Bir kitabı kapağına göre yargılama , şeylerin, olayların veya insanların dışarıda veya fiziksel olarak göründüklerinden farklı olduğunu ifade eden bir sözdür. Bu nedenle, aceleci sonuçlara varmadan onları değerlendirmek ve daha derinlemesine anlamak için zaman ayırmak gerekir. Aşağıda bu sözle ilgili bir hikaye okuyabilirsiniz.
Zaten yetişkin kadınlar olarak hayatın verdiği tesadüflerle karşılaştılar. Andrea 35 yaşında, oldukça dışa dönük, olgun, çok metodik, kısa ve uzun vadeli planları olan, hepsi belirli hedefler, adımlar ve bütçeler içinde mükemmel bir şekilde organize edilmiş bir kadındı.
Ana, Andrea'dan beş yaş küçüktü, ancak zihinsel olarak on beş yaş altında olduğu söylenebilir. Günlük sorunlarını çözmeye çalışırken ulaşmaya çalıştığı birçok hayali, hedefi vardı.
Bu iki kadının tek ortak noktası, otobüsle işe gidip geldikleri yol ve gittikleri zamandı. Ana bir ay boyunca Andrea'yı izledi. Kalbinde bir şey ona yakınlaşmasını, arkadaş olmaları gerektiğini söyledi.

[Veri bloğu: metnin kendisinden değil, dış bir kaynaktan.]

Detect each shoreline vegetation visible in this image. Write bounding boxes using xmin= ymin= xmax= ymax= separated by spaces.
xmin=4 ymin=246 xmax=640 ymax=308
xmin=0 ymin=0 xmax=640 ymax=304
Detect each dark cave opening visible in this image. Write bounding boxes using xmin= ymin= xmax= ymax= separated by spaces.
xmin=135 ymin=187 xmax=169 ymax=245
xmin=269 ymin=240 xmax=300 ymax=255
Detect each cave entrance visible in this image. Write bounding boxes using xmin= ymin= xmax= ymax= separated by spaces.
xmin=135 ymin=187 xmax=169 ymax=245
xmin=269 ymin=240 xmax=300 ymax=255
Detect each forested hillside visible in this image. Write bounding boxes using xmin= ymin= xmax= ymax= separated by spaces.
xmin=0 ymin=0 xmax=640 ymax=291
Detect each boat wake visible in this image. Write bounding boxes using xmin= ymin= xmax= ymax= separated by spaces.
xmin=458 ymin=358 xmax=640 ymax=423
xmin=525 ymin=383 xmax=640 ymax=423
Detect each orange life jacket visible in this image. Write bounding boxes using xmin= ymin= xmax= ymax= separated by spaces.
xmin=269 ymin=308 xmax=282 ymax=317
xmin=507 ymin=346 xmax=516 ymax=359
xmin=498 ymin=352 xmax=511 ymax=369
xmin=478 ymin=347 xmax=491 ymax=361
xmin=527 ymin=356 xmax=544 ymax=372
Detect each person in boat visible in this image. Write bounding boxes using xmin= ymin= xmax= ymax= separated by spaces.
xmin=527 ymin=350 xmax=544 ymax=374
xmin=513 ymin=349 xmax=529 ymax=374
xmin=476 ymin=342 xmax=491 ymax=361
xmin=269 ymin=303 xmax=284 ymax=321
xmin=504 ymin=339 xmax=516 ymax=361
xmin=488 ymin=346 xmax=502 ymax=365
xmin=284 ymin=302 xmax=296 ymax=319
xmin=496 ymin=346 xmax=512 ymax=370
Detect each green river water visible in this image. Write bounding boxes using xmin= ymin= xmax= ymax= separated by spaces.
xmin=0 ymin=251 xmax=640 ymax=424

Genç kadın Andrea'da kendisini biri gibi kılan ne gördüğünü tam olarak bilmiyordu, ona yaklaşıp ona hayatını anlatmak için büyük bir istek duydu. Ancak Andrea son derece utangaç ve çekingen davrandı ve sürekli yakınlaşma girişimlerine karşılık vermedi.
Ana elini salladığında, Andrea anlamıyormuş gibi yaptı ve arkasını döndü; Ana Andrea yakınlarındaki bir kapıdan aşağı inerse, Andrea gider ve bir ay boyunca böyle devam ederdi.
Bazıları, bir şeyi çok düşünürseniz, çok isterseniz, evren komplo kurar ve arzuladığınız şeyin yerine getirilmesini arar der. O pazartesi sabah 7: 30'da Ana otobüste oturup en sevdiği yazarın yeni kitabını okurken sihir gerçekleşti.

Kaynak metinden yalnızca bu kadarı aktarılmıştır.